Esta é, em suma, a teoria do conhecimento disseminada pelo físico Marcelo Gleiser em toda sua obra e em especial no livro A ilha do conhecimento. Neste livro, o autor se utiliza de uma interessante metáfora para ilustrar seu ponto de vista. Segundo ele, todos vivemos, inclusive os cientistas, em uma ilha do conhecimento cercada pelo oceano do desconhecido; à medida que ampliamos o nosso conhecimento e, consequentemente, aumentamos o tamanho da nossa ilha, ampliamos também a extensão de nossa praia, ou seja, aumentamos os pontos de contato com o desconhecido. Através de nossos instrumentos, ampliamos os nossos conhecimentos mas  também ampliamos a nossa ignorância. Como afirma Gleiser neste livro, "se nosso acesso à Natureza é limitado pelos nossos instrumentos e, mais sutilmente, pelos nossos métodos de investigação, concluimos que o nosso conhecimento do mundo natural é necessariamente limitado". Em outro momento aponta: "O que chamamos de 'real' depende do quão profundamente podemos investigar a realidade. Mesmo se algo como uma 'realidade última' exitir, podemos conhecer apenas alguns de seus aspectos". E complementa: "O que chamamos 'realidade' está sempre mudando. A versão da realidade que chamamos verdadeira em um determinado momento histórico não continuará a sê-lo em outra". Esta visão da ciência, como um conhecimento limitado e situado no espaço e no tempo, embora seja de certa forma banal para estudiosos das ciências humanas, é muitas vezes questionada por pesquisadores das chamadas "ciências duras", como a física e a química, que em geral vêem a ciência como a única forma de se obter um conhecimento verdadeiro sobre a realidade. É, pois, bastante interessante, que um físico dissemine uma visão da atividade científica bastante próxima daquela disseminada por historiadores e sociólogos da ciência.
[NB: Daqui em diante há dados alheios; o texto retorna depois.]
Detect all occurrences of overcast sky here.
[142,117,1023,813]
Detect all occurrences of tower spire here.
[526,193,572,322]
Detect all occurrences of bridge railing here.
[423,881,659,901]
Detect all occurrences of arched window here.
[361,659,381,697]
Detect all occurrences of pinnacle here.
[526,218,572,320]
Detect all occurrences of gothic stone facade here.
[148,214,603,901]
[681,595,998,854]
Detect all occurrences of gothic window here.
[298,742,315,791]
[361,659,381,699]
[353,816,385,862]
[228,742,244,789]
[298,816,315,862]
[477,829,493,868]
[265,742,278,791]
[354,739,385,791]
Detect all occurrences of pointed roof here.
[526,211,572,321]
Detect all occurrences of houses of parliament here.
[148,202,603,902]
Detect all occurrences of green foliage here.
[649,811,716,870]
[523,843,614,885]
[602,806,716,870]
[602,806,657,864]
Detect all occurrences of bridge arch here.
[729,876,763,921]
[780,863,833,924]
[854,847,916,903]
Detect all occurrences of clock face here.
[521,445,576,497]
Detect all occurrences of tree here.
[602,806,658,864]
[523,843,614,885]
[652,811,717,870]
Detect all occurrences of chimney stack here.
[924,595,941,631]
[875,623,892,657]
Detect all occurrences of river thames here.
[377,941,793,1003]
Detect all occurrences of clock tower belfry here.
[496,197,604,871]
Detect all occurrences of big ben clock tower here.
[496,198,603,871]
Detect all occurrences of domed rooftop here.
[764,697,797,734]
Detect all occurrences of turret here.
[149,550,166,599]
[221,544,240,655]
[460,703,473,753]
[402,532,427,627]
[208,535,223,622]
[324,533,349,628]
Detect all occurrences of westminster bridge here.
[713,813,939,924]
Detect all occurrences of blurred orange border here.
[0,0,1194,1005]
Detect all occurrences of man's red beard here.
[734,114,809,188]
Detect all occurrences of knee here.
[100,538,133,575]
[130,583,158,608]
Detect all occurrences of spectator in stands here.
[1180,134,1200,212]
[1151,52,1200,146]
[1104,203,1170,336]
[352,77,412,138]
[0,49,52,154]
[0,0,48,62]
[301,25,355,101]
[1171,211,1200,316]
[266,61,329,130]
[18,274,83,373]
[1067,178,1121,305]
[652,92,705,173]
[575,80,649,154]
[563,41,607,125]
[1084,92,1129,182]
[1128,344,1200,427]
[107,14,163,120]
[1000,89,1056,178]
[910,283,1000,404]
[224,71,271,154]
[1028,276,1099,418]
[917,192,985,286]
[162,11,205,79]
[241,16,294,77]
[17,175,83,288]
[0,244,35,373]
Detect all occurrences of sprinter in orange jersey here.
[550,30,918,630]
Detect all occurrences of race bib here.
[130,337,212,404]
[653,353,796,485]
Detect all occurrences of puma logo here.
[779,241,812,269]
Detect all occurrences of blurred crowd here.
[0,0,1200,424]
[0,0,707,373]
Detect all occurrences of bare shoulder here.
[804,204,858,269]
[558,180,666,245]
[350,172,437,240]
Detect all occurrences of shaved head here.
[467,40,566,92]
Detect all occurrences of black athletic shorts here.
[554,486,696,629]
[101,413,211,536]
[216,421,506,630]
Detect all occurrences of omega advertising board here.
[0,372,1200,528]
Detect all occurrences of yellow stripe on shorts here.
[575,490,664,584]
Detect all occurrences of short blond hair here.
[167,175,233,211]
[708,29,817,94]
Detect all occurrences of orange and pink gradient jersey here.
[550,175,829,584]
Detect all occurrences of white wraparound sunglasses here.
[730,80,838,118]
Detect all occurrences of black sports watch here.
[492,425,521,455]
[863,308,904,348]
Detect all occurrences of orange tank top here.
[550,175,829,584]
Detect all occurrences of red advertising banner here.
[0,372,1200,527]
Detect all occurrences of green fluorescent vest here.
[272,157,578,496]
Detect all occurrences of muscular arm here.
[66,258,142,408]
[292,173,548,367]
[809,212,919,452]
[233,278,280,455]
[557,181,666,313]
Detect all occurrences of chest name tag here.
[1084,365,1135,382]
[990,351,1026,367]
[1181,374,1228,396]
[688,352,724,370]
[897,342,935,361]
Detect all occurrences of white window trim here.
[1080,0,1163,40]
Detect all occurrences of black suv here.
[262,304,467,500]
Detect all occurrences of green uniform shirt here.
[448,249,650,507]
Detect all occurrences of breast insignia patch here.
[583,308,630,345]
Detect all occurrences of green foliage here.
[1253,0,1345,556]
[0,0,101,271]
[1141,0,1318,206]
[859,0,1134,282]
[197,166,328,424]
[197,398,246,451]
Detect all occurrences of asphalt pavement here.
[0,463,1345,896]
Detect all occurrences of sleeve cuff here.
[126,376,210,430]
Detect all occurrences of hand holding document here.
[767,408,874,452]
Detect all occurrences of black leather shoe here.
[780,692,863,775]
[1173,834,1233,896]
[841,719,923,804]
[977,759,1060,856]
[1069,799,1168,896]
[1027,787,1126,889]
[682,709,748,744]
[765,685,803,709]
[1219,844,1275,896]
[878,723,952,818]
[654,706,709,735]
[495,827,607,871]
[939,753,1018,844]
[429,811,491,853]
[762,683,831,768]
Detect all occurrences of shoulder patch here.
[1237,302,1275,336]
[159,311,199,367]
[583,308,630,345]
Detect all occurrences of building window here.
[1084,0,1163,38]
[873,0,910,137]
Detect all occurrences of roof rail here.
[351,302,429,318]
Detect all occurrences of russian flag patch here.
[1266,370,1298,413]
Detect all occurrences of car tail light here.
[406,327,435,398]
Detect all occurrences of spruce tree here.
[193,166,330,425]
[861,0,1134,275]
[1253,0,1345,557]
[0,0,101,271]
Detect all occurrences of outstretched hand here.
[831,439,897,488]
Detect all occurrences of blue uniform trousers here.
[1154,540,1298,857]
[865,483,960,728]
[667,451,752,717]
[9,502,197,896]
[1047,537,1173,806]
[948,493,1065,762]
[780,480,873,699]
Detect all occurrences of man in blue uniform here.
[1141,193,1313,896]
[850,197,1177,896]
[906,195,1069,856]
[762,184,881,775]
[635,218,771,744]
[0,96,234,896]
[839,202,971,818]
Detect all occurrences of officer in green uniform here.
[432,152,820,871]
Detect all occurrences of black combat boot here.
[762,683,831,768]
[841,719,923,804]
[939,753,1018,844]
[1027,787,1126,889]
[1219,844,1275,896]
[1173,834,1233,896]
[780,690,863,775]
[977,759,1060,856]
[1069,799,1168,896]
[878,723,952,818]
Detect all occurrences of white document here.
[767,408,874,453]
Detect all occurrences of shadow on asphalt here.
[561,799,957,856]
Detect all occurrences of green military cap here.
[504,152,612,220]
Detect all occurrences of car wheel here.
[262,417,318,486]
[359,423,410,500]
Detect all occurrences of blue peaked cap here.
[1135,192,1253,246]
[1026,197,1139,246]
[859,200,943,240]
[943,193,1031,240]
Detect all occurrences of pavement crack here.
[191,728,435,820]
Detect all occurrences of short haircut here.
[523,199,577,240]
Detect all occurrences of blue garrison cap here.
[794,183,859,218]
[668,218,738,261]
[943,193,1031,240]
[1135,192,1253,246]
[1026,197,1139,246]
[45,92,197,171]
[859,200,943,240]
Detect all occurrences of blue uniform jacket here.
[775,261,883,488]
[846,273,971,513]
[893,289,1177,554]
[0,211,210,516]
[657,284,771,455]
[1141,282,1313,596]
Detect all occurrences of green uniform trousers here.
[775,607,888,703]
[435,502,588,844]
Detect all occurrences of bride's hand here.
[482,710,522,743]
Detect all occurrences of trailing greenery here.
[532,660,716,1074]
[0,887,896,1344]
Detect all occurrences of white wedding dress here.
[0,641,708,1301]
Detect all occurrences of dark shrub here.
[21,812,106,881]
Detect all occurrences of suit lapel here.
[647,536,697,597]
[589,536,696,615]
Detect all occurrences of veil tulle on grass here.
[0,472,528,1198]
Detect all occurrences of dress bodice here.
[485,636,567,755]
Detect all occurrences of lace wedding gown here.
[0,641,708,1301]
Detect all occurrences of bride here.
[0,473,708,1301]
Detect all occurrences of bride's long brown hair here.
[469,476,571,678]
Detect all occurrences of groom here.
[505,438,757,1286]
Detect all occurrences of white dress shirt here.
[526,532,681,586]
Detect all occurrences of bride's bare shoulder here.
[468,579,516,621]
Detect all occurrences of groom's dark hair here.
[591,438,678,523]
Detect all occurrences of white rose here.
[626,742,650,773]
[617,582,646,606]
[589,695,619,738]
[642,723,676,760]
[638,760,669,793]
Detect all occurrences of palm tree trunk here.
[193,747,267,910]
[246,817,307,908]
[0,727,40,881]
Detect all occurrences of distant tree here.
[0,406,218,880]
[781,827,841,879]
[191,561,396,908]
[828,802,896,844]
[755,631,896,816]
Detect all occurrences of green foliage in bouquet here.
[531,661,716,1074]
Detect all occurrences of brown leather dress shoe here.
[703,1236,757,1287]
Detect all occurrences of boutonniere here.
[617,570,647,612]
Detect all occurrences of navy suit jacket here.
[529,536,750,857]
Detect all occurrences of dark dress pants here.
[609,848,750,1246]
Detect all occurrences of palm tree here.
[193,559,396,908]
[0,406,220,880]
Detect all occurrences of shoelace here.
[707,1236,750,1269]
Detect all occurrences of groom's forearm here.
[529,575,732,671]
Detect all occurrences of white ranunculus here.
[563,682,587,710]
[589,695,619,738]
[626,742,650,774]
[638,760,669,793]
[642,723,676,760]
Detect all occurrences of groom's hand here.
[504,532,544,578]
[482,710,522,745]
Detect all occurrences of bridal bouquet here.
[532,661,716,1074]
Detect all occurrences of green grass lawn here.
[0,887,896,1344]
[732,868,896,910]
Frequentemente Marcelo Gleiser é acusado de derrotista e pessimista a devido ao seu entendimento de que a ciência será sempre um empreendimento limitado, nunca atingindo o conhecimento completo da realidade. Mas ele não vê as coisas desta forma. Como afirma no livro A ilha do conhecimento, "ver a ciência como ela de fato é, não como algo idealizado, acaba por torná-la mais bela, mais real, alinhando-a ao resto dos frutos da criatividade humana - pluralista, surpreendente e imperfeita". Em outro momento deste livro, ele aponta: "uma ciência saudável combina humildade com esperança: humildade para a aceitar a extensão da nossa ignorância; e esperança de que novas descobertas irão expandir a Ilha do conhecimento". No seu mais recente livro, A simples beleza do inesperado - no qual o autor intercala relatos e reflexões sobre pescaria com considerações sobre ciência, religião e acontecimentos sobrenaturais - Gleiser afirma de uma forma ainda mais clara: "Explorar os limites da ciência não é o mesmo que considerá-la fraca, expondo-a a críticas de grupos anticiência, como por exemplo os evangélicos que interpretam a Bíblia literalmente. Pelo contrário, esses argumentos liberam a ciência de uma responsabilidade que não deveria ter, de ser a resposta para tudo, de saber tudo, como se fosse mais do que uma criação humana, assumindo proporções de caráter divido". A ciência, para Gleiser, é humana, demasiado humana e exatamente por isso é limitada e falha. Criada à nossa imagem e semelhança, a ciência é imperfeita como nós. Mas para ele esta não é uma visão triste da ciência ou da natureza humana. Triste seria se atingíssemos todo o conhecimento possível. Como ele afirma neste livro: "imagine a tristeza se, um dia, completássemos o conhecimento. Sem novas perguntas a fazer, nossa criatividade murcharia, nosso espírito se apagaria como uma vela. Para mim, essa possibilidade é muito mais trágica do que abraçar a dúvida como parceira essencial de uma mente curiosa". Na mesma direção ele afirma, em outro momento do livro: "A missão da ciência não é encontrar respostas finais ou conclusivas, e sim construir uma narrativa do mundo natural que é revisada continuamente de acordo com o acúmulo de dados e informações, tornando-se cada vez mais eficiente".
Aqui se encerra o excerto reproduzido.